Opened 8 years ago

Last modified 2 years ago

#4144 new bug

Exception: ToDo: hGetBuf - when using custom handle infrastructure

Reported by: AntoineLatter Owned by:
Priority: high Milestone:
Component: Core Libraries Version: 7.6.1
Keywords: Cc: AntoineLatter, joeyadams3.14159@…, core-libraries-committee@…, ekmett
Operating System: Unknown/Multiple Architecture: Unknown/Multiple
Type of failure: Runtime crash Test Case:
Blocked By: Blocking:
Related Tickets: Differential Rev(s):
Wiki Page:

Description (last modified by bgamari)

When trying to use the custom handle infrastructure, hGetContents fails like so:

*** Exception: ToDo: hGetBuf

This exception occurs twice in GHC.IO.Handle.Text

The handle implementation I'm using is attached.

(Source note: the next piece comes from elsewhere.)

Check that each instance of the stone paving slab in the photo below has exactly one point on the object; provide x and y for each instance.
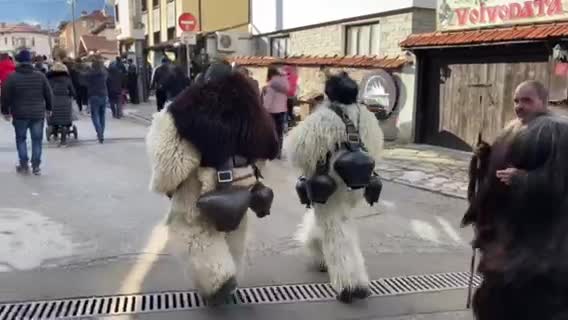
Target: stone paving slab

It would be neat if I could pass along some witness that my device implements RawDevice, then we could just run the same code that we use for file-descriptors. But I'd be happy enough with a general solution, as I just plan to use this for testing.

Attachments (1)

ByteStringHandle.hs (3.4 KB) - added by AntoineLatter 8 years ago.
ByteString handle

Download all attachments as: .zip

Change History (25)

Changed 8 years ago by AntoineLatter

Attachment: ByteStringHandle.hs added

ByteString handle

comment:1 Changed 8 years ago by AntoineLatter

Code to demonstrate crash, given the above module and -XOverloadedStrings:

bsHandle "test" "<fake file>" >>= Data.ByteString.Char8.hGetContents

comment:2 Changed 8 years ago by AntoineLatter

Cc: AntoineLatter added

comment:3 Changed 8 years ago by simonmar

Resolution: fixed
Status: newclosed

This should fix it:

Thu Jun 24 14:04:25 BST 2010  Simon Marlow <marlowsd@gmail.com>
  * make the hGetBuf/hPutBuf family work with non-FD Handles (#4144)

if it doesn't find an FD in the Handle, it uses the normal buffered operations. Perhaps we could improve matters by allowing Handles to optionally provide RawIO, but that's something for another day.

Prelude ByteStringHandle> bsHandle "test" "<fake file>" >>= Data.ByteString.Char8.hGetContents
Loading package bytestring-0.9.1.7 ... linking ... done.
"test"

comment:4 Changed 6 years ago by joeyadams

Architecture: x86_64 (amd64)Unknown/Multiple
Cc: joeyadams3.14159@… added
Component: Compilerlibraries/base
Operating System: MacOS XUnknown/Multiple
Resolution: fixed
Status: closednew
Version: 6.12.37.6.1

The fix for this is incomplete. I implemented a custom handle to make network I/O interruptible on Windows, but Holger Reinhardt revealed a case where `Todo: hPutBuf` comes up.

It looks like bufWrite (in GHC.IO.Handle.Text), when told to write a chunk that is larger than the buffer size, does a RawIO writeChunk, which only works for FD. hGetBufSome has the same problem.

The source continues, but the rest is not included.